A highlight of this year’s event was an appearance by internationally renowned British chef and food activist Jamie Oliver. Jamie, together with Slow Food president and UNEP Champion of the Earth Carlo Petrini, gave their endorsement to the Milan Protocol (www.milanprotocol.com), promoted by the Barilla Center for Food and Nutrition Foundation. The Protocol aims to raise awareness about the urgency of taking action to tackle the challenges involved in making the global food system truly sustainable. Specifically, it calls for a 50% reduction by 2020 of the amount of food wasted in the world, the promotion of a more sustainable agricultural system, and the war on hunger and obesity through healthy lifestyles.
Jamie picked up on the importance of edible education, not only ensuring that schoolchildren have access to a healthy, balanced lunch (his work has transformed practices in this area in the UK), but also that children understand how their food grows and connect to the local farmers who produce it. This connection, often developed by growing food in school gardens, has a significant effect on behaviours that lead to food waste. The upscaling of edible education, and the development of school curricula on food and food waste prevention, is a pressing challenge.
Finally, food waste activist Tristram Stuart, in a lecture magistralis, revealed that ugly fruit and vegetables are now the fastest growing sector in fresh produce in the UK, with some 390,000 tonnes sold last year that would previously have been used as feed or wasted.
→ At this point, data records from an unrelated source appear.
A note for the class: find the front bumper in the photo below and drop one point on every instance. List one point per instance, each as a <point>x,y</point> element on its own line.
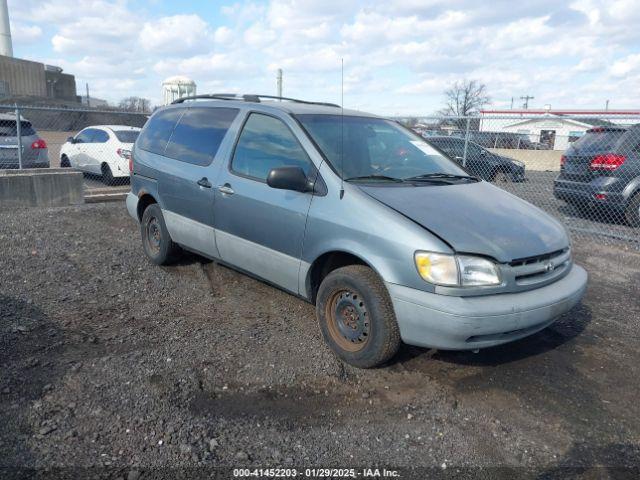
<point>467,323</point>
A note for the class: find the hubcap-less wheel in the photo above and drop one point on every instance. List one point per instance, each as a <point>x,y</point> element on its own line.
<point>348,320</point>
<point>154,235</point>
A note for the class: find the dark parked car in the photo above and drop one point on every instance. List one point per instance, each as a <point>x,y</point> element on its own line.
<point>34,149</point>
<point>602,169</point>
<point>480,161</point>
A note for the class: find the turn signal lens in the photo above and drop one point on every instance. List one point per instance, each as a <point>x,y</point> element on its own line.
<point>437,268</point>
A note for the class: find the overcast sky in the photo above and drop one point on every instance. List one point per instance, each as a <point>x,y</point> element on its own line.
<point>399,54</point>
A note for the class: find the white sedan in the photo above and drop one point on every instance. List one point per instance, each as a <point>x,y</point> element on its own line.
<point>101,150</point>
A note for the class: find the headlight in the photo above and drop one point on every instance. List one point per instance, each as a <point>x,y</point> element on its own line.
<point>475,271</point>
<point>456,270</point>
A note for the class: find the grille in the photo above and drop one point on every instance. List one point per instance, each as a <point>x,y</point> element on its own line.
<point>541,268</point>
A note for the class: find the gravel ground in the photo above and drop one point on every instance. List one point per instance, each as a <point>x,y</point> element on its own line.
<point>109,361</point>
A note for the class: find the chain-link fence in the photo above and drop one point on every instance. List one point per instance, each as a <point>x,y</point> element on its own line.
<point>98,143</point>
<point>584,170</point>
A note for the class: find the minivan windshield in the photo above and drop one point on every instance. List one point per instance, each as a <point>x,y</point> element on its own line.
<point>377,150</point>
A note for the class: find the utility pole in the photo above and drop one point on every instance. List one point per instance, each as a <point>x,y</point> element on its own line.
<point>526,99</point>
<point>279,82</point>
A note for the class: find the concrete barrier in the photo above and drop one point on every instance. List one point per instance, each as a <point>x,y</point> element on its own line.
<point>46,187</point>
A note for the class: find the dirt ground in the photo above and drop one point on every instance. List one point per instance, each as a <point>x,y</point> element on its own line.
<point>113,363</point>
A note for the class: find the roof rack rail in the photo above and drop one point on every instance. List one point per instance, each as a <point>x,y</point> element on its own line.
<point>249,98</point>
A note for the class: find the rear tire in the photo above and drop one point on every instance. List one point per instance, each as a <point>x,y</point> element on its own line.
<point>356,316</point>
<point>632,212</point>
<point>107,175</point>
<point>156,241</point>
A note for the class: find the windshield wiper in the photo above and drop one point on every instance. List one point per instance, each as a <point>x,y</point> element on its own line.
<point>375,177</point>
<point>441,176</point>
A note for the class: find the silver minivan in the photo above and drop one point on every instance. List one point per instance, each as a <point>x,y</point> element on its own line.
<point>392,241</point>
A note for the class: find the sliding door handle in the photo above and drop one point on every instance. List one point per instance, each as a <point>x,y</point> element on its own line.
<point>204,182</point>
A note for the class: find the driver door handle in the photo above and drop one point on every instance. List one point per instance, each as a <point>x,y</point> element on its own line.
<point>204,182</point>
<point>226,189</point>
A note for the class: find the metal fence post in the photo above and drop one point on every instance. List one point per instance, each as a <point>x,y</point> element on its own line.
<point>19,134</point>
<point>466,143</point>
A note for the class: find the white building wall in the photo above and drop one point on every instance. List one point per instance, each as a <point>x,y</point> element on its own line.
<point>174,91</point>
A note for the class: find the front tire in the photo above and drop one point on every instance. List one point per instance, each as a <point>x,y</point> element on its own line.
<point>107,175</point>
<point>156,241</point>
<point>632,212</point>
<point>356,317</point>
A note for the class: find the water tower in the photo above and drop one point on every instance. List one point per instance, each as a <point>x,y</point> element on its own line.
<point>177,87</point>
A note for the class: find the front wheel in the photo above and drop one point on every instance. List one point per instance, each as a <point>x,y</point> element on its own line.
<point>156,241</point>
<point>356,316</point>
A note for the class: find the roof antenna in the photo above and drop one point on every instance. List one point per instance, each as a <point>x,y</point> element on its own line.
<point>341,128</point>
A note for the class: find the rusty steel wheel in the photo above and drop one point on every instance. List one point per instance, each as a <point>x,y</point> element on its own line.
<point>347,320</point>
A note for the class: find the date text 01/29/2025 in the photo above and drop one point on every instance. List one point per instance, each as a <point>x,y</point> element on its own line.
<point>315,473</point>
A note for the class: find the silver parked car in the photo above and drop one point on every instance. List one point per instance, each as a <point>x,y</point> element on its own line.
<point>389,247</point>
<point>34,149</point>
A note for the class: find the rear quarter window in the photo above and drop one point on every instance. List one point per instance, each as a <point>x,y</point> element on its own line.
<point>157,131</point>
<point>199,133</point>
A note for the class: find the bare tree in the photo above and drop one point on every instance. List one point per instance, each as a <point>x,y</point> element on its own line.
<point>135,104</point>
<point>465,98</point>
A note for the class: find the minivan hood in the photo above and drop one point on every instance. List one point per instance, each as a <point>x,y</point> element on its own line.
<point>476,218</point>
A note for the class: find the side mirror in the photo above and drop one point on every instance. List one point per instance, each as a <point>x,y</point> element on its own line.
<point>288,178</point>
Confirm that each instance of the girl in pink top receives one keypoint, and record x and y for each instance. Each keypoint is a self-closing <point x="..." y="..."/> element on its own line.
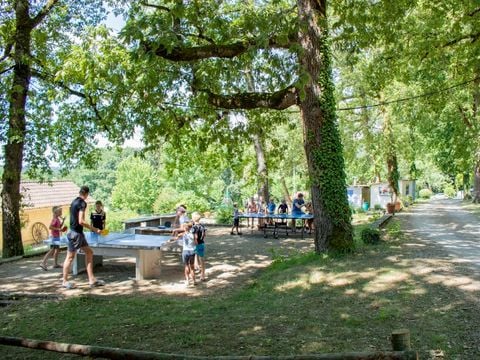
<point x="56" y="227"/>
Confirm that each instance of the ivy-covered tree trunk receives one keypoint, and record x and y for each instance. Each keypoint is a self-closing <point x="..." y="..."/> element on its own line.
<point x="333" y="229"/>
<point x="262" y="172"/>
<point x="12" y="237"/>
<point x="393" y="175"/>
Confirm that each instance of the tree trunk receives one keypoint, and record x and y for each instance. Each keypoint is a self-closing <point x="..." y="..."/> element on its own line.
<point x="262" y="172"/>
<point x="322" y="143"/>
<point x="475" y="106"/>
<point x="286" y="193"/>
<point x="393" y="175"/>
<point x="476" y="184"/>
<point x="12" y="237"/>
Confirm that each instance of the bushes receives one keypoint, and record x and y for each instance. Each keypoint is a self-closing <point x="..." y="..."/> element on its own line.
<point x="425" y="193"/>
<point x="370" y="236"/>
<point x="168" y="200"/>
<point x="449" y="191"/>
<point x="223" y="214"/>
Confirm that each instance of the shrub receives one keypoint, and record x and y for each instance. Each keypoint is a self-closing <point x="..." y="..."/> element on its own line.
<point x="115" y="219"/>
<point x="425" y="193"/>
<point x="223" y="214"/>
<point x="370" y="236"/>
<point x="168" y="200"/>
<point x="449" y="191"/>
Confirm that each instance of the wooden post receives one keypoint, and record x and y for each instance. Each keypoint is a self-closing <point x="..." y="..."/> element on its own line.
<point x="122" y="354"/>
<point x="400" y="340"/>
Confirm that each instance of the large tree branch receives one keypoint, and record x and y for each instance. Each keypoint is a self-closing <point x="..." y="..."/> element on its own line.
<point x="61" y="84"/>
<point x="465" y="119"/>
<point x="179" y="53"/>
<point x="472" y="37"/>
<point x="279" y="100"/>
<point x="476" y="11"/>
<point x="6" y="70"/>
<point x="43" y="13"/>
<point x="155" y="6"/>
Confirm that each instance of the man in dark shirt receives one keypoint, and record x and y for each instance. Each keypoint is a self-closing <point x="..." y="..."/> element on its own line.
<point x="77" y="241"/>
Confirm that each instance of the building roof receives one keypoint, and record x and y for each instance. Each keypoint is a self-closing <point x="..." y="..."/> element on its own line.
<point x="48" y="194"/>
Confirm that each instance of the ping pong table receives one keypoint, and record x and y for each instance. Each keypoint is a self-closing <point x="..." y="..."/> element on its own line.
<point x="278" y="226"/>
<point x="146" y="249"/>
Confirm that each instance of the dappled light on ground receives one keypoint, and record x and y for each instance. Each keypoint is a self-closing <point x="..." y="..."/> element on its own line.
<point x="230" y="260"/>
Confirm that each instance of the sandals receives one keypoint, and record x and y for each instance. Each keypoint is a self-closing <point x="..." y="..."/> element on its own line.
<point x="68" y="285"/>
<point x="97" y="283"/>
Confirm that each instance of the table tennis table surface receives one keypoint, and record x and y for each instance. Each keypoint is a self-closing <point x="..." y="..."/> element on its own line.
<point x="128" y="240"/>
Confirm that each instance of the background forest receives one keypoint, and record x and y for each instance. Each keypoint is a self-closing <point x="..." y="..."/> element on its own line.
<point x="406" y="77"/>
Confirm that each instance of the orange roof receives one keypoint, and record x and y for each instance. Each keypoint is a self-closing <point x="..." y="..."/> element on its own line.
<point x="47" y="194"/>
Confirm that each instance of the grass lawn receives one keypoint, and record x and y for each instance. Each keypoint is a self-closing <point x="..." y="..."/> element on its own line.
<point x="301" y="305"/>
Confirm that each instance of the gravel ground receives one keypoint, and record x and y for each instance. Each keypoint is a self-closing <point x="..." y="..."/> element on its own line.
<point x="230" y="261"/>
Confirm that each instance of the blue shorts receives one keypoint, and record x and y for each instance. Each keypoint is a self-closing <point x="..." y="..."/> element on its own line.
<point x="76" y="241"/>
<point x="200" y="250"/>
<point x="188" y="257"/>
<point x="93" y="237"/>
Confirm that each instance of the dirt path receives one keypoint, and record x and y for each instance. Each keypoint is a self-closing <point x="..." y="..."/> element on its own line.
<point x="446" y="224"/>
<point x="231" y="260"/>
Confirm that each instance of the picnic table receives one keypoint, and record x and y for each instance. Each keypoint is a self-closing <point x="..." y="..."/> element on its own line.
<point x="279" y="222"/>
<point x="154" y="220"/>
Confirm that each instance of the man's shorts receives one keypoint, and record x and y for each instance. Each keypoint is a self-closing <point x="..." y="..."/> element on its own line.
<point x="188" y="257"/>
<point x="76" y="241"/>
<point x="200" y="250"/>
<point x="55" y="243"/>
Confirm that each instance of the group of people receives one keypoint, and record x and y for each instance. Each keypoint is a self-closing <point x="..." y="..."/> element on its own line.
<point x="75" y="236"/>
<point x="258" y="206"/>
<point x="191" y="233"/>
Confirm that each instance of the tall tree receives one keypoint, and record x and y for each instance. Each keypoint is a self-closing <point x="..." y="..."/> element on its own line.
<point x="205" y="33"/>
<point x="35" y="39"/>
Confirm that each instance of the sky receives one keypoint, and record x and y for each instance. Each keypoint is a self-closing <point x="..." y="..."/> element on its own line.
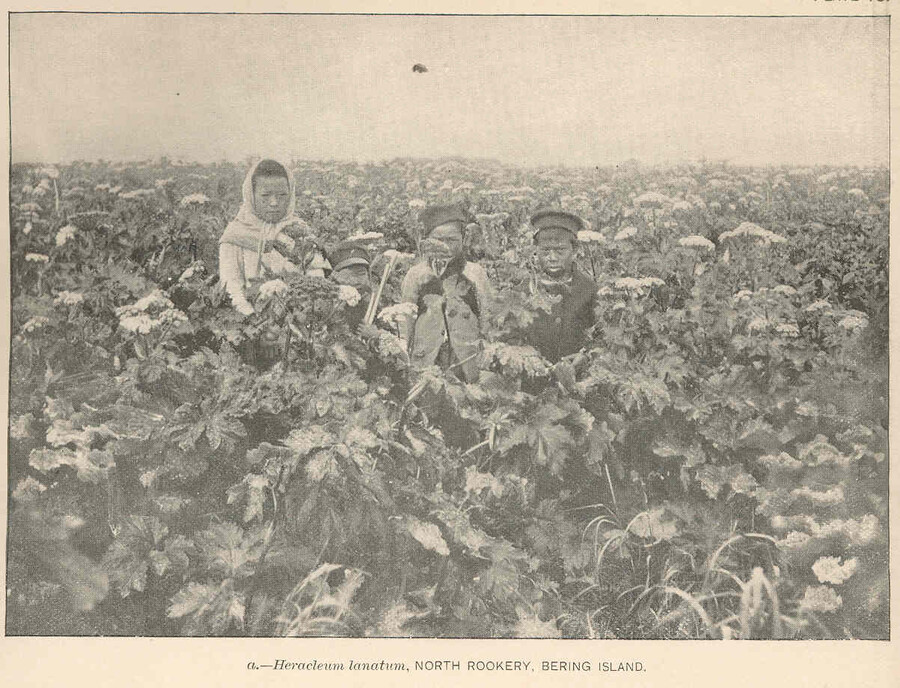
<point x="522" y="90"/>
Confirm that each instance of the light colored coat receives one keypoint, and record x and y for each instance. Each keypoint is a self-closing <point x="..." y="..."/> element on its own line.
<point x="245" y="248"/>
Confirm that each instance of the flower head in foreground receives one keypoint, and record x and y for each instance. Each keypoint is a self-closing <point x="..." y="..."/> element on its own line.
<point x="272" y="288"/>
<point x="831" y="570"/>
<point x="64" y="234"/>
<point x="348" y="295"/>
<point x="391" y="315"/>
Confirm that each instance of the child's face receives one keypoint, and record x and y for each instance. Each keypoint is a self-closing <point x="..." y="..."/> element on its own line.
<point x="451" y="234"/>
<point x="555" y="253"/>
<point x="271" y="196"/>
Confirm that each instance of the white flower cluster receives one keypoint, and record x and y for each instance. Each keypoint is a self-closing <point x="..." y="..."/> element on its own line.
<point x="69" y="298"/>
<point x="272" y="288"/>
<point x="749" y="230"/>
<point x="194" y="199"/>
<point x="696" y="241"/>
<point x="349" y="295"/>
<point x="392" y="315"/>
<point x="191" y="270"/>
<point x="64" y="234"/>
<point x="854" y="322"/>
<point x="135" y="318"/>
<point x="35" y="323"/>
<point x="625" y="233"/>
<point x="831" y="570"/>
<point x="820" y="305"/>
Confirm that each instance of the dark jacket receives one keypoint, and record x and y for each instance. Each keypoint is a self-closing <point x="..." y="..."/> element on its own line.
<point x="447" y="331"/>
<point x="564" y="330"/>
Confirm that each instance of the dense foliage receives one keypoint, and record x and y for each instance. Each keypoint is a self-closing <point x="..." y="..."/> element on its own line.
<point x="713" y="465"/>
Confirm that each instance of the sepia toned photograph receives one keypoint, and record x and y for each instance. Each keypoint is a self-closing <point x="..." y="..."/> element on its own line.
<point x="463" y="327"/>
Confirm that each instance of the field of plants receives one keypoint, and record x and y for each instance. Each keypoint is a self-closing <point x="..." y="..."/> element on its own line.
<point x="713" y="465"/>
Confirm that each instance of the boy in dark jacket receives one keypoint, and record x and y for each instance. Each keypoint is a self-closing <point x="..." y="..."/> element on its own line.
<point x="350" y="263"/>
<point x="564" y="330"/>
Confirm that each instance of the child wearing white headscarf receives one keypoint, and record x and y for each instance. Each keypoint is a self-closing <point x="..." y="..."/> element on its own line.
<point x="249" y="246"/>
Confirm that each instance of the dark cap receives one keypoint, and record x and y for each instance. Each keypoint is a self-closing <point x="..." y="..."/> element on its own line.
<point x="437" y="215"/>
<point x="556" y="219"/>
<point x="348" y="253"/>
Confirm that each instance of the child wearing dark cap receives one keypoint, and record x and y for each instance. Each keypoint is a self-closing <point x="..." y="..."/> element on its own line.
<point x="350" y="263"/>
<point x="451" y="294"/>
<point x="564" y="330"/>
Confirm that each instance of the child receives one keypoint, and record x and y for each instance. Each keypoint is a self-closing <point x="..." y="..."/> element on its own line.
<point x="350" y="266"/>
<point x="451" y="294"/>
<point x="564" y="330"/>
<point x="250" y="248"/>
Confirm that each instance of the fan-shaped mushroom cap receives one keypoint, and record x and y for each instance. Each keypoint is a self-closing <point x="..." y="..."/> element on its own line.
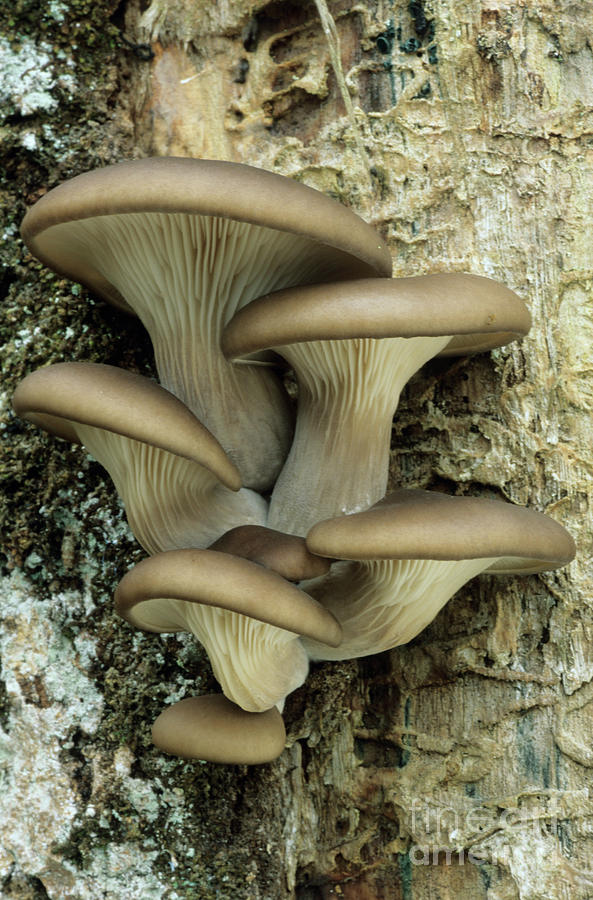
<point x="212" y="728"/>
<point x="197" y="187"/>
<point x="58" y="397"/>
<point x="247" y="617"/>
<point x="411" y="552"/>
<point x="478" y="313"/>
<point x="353" y="346"/>
<point x="211" y="578"/>
<point x="185" y="243"/>
<point x="416" y="524"/>
<point x="178" y="486"/>
<point x="286" y="554"/>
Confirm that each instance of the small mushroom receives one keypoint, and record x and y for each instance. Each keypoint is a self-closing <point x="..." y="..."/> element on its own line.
<point x="184" y="243"/>
<point x="178" y="486"/>
<point x="411" y="552"/>
<point x="247" y="617"/>
<point x="353" y="346"/>
<point x="212" y="728"/>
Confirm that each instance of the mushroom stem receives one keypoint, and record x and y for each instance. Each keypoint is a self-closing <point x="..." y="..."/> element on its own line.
<point x="170" y="502"/>
<point x="381" y="604"/>
<point x="193" y="275"/>
<point x="348" y="392"/>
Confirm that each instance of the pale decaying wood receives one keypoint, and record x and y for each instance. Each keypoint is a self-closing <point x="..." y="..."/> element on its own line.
<point x="476" y="738"/>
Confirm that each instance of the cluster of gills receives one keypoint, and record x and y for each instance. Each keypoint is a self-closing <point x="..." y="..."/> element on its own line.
<point x="271" y="541"/>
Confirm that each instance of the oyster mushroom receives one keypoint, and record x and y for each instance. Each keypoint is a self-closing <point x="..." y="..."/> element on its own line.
<point x="353" y="346"/>
<point x="212" y="728"/>
<point x="411" y="552"/>
<point x="185" y="243"/>
<point x="247" y="617"/>
<point x="285" y="554"/>
<point x="178" y="486"/>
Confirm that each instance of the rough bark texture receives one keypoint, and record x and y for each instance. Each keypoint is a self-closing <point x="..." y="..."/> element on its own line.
<point x="466" y="140"/>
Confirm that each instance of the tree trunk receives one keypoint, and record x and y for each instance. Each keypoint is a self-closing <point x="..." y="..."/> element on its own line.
<point x="459" y="765"/>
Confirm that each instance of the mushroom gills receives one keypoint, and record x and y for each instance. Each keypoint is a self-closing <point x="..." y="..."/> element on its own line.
<point x="170" y="502"/>
<point x="185" y="276"/>
<point x="348" y="393"/>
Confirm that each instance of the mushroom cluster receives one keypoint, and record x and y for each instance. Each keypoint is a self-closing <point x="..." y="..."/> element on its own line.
<point x="271" y="541"/>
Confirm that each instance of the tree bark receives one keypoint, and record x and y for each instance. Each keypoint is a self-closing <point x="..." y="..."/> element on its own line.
<point x="456" y="766"/>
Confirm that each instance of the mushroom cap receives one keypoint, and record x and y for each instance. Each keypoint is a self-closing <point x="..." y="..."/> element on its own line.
<point x="197" y="186"/>
<point x="219" y="579"/>
<point x="416" y="524"/>
<point x="124" y="403"/>
<point x="285" y="554"/>
<point x="478" y="312"/>
<point x="212" y="728"/>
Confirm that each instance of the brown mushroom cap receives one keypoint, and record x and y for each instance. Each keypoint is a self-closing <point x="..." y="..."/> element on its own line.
<point x="197" y="186"/>
<point x="480" y="313"/>
<point x="217" y="579"/>
<point x="285" y="554"/>
<point x="121" y="402"/>
<point x="416" y="524"/>
<point x="212" y="728"/>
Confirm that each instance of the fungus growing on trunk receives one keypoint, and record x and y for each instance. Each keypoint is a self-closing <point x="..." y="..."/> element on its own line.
<point x="185" y="243"/>
<point x="248" y="618"/>
<point x="212" y="728"/>
<point x="411" y="552"/>
<point x="285" y="554"/>
<point x="353" y="346"/>
<point x="178" y="486"/>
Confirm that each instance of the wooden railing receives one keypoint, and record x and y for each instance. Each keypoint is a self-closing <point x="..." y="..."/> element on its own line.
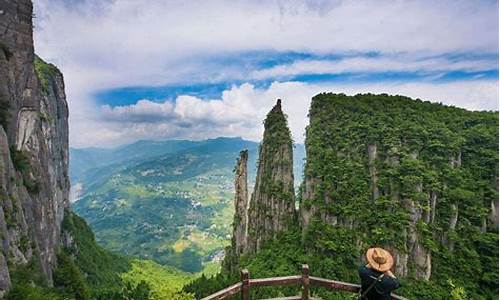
<point x="243" y="287"/>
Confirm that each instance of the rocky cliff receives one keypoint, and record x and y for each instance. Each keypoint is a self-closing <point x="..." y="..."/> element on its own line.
<point x="34" y="183"/>
<point x="412" y="176"/>
<point x="272" y="205"/>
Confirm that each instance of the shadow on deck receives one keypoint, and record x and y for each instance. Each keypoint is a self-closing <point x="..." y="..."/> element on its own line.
<point x="304" y="280"/>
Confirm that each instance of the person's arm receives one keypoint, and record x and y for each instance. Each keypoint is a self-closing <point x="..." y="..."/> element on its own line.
<point x="390" y="274"/>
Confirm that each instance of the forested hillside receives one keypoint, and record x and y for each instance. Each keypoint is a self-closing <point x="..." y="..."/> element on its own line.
<point x="170" y="201"/>
<point x="418" y="178"/>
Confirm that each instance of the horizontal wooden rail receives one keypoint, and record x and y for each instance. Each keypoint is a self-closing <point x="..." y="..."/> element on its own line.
<point x="225" y="293"/>
<point x="303" y="280"/>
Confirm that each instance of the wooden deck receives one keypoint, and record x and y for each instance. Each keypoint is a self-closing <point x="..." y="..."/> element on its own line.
<point x="304" y="280"/>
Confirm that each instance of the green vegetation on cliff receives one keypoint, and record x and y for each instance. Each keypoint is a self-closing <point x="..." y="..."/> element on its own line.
<point x="416" y="177"/>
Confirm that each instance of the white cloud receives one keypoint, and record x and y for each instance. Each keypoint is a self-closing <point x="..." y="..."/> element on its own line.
<point x="396" y="63"/>
<point x="108" y="44"/>
<point x="241" y="110"/>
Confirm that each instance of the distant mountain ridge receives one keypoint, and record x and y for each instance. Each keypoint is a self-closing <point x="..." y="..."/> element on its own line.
<point x="170" y="201"/>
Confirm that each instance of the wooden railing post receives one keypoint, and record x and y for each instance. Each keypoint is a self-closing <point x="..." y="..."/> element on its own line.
<point x="245" y="279"/>
<point x="305" y="282"/>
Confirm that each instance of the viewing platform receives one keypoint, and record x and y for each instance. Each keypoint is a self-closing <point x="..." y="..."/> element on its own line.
<point x="304" y="280"/>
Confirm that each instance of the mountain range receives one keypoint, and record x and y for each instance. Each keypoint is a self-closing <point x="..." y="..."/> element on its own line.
<point x="170" y="201"/>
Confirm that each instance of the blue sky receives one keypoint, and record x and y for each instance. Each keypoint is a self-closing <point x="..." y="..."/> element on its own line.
<point x="201" y="69"/>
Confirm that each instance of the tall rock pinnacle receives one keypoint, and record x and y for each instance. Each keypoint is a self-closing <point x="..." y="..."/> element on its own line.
<point x="272" y="205"/>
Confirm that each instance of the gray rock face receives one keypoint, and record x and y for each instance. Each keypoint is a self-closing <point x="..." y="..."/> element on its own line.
<point x="240" y="223"/>
<point x="34" y="182"/>
<point x="272" y="205"/>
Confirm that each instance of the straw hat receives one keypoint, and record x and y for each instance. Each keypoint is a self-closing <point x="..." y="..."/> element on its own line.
<point x="379" y="259"/>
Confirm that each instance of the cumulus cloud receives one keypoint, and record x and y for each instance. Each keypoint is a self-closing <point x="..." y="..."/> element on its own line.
<point x="241" y="110"/>
<point x="390" y="63"/>
<point x="101" y="45"/>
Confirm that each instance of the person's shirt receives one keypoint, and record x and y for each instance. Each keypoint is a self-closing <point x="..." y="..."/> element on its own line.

Many supermarkets across the EU have launched campaigns to encourage consumer acceptance of ugly produce, but it is important to ensure that at the same time, retailers make these products available on a permanent basis and adapt the aesthetic standards they impose on their suppliers, to ensure these media activities have real and lasting impacts on food waste prevention. Tristram added that a Food Surplus Entrepreneurs Network has recently been launched to facilitate exchange and collaboration in reducing food waste. Tristram finally discussed the Grocery Code Adjudicators Act in UK, that is transforming relationships between supermarkets and their suppliers, reducing the incidence of last minute order cancellations, for example, that can be a major cause of supply chain food waste.